By late 1982, the national recession was ending. Much of the strong recovery over the next several years was attributed to his policies.
In 1981, Mr. Reagan won the largest tax cut in U.S. history from Congress. He was not so successful in securing deep reductions in social programs, but his arguments against government bloat began to take hold.
Three years later, Mr. Reagan won re-election by an even larger margin over Mr. Mondale, who was vice president in the Carter years. Mr. Reagan ran away with 58 percent of the popular vote and a record electoral vote of 525.
‘Make my day’
By his second term, Mr. Reagan — and a record-high federal deficit — had forced a new sense of self-restraint in Congress. One result was the Gramm-Rudman-Hollings deficit-reduction law.
Insisting that Americans preferred less government to more taxes, Mr. Reagan resisted congressional attempts to raise taxes, despite a deficit exceeding $200 billion by 1986.
“Go ahead, make my day,” the president baited Congress, borrowing a line from his actor-friend Clint Eastwood in the film “Sudden Impact” to threaten a veto of any tax increase that crossed his desk.
He also fought for higher defense budgets, helping boost the morale of America’s armed forces. Most controversial was Mr. Reagan’s advocacy of a space-based defense against nuclear missiles, the Strategic Defense Initiative (SDI), which he introduced in 1983.

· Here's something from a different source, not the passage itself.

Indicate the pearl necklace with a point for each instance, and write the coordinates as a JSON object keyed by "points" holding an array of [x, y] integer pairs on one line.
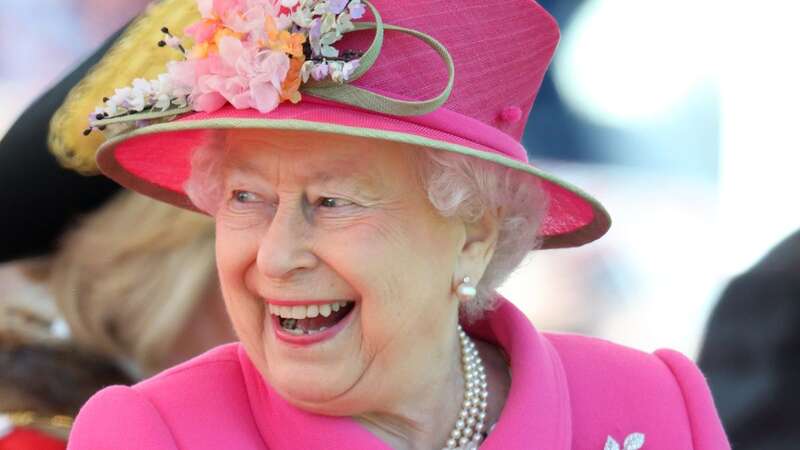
{"points": [[467, 433]]}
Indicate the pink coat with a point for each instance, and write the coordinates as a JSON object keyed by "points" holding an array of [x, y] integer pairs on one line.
{"points": [[568, 392]]}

Though derided as “star wars” by critics, SDI “helped accelerate the demise of the Soviet Union,” said Baker Spring, a research fellow with the Heritage Foundation. That collapse in 1991, in turn, helped Americans reap a “peace dividend” made possible by reductions in Cold War defense spending.
Faced with entrenched opposition from Congress, Mr. Reagan had to abandon many of his most ambitious political goals, such as shifting the costs of social services to the states in a plan he called “the New Federalism.”

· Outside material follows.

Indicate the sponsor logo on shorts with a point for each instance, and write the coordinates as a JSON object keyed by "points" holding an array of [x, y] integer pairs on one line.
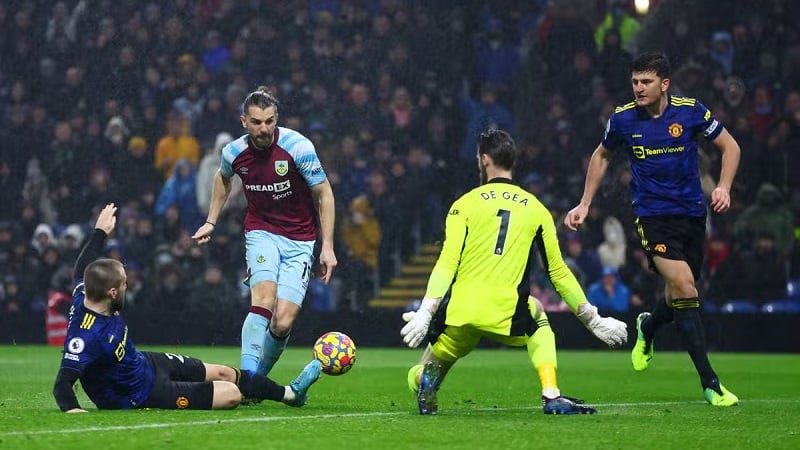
{"points": [[675, 130], [182, 402]]}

By the second term, he had stopped trying to abolish the Energy and Education departments, which he saw as symbols of an outsized federal bureaucracy, but were defended zealously by special-interest groups.
Other goals high on the conservative agenda, such as outlawing abortion and allowing school prayer, fell by the wayside as more pressing items crowded the president’s schedule and the Democrats recaptured the Senate in 1986.
Tax reform was the chief domestic priority of Mr. Reagan’s second term.
He crisscrossed the country calling for a simpler and fairer federal tax code that eliminated most of the loopholes favoring the wealthy. He wanted higher personal exemptions, fewer income-tax brackets and fewer corporate-tax breaks. The bottom line, he said, would be lower taxes for most Americans and a system in which everyone paid only their “fair share.”
In 1986, Congress passed a package that reduced the number of personal income-tax brackets from 14 to two — 15 percent and 28 percent. It cut the top corporate-tax rate from 46 percent to 34 percent.
The package also addressed the public’s long-standing complaints about “bracket creep” — the effect of inflation putting taxpayers into increasingly higher brackets. The personal exemption jumped from $1,080 to $2,000, to be adjusted annually according to the rate of inflation.
The benefits of the Reagan tax cuts still were being celebrated more than a decade later, as the U.S. economy continued expanding at record rates.
“Ronald Reagan … is the man most responsible for America’s economic restoration,” said Dinesh D’Souza, author of a Reagan biography.
Standing his ground
Although most Americans benefited from the booming economy, cheap foreign imports hurt workers in textile, automobile and other industries. But Mr. Reagan adamantly opposed mounting demands for protectionist legislation in Congress, walking a political tightrope in favor of his free-enterprise philosophies.
Farmers in loan crunches also suffered despite the recovery. The president, however, refused, in the name of budgetary restraint, to approve massive bailout plans.
He was under constant fire from welfare advocates, whose programs were targeted for deep cuts. He rebutted critics by insisting that he was trying to narrowly focus limited aid on the “truly needy.”
Mr. Reagan’s civil rights policies angered black leaders. He staunchly opposed court-ordered school busing and minority hiring quotas. His attempt to narrow the test of racial discrimination in the Voting Rights Act found no support in Congress.
When the administration tried to restore tax-exempt status to Bob Jones University, which barred interracial dating among students, the Supreme Court — in an embarrassing rebuff to the White House — ruled that the exemption should be denied
Mr. Reagan refused to impose economic sanctions on racially segregated South Africa, arguing that economic sanctions would hurt, rather than help, South African blacks living under the oppressive apartheid regime.
The ‘evil empire’
Mr. Reagan made no secret of his distaste for communism and his Soviet counterparts.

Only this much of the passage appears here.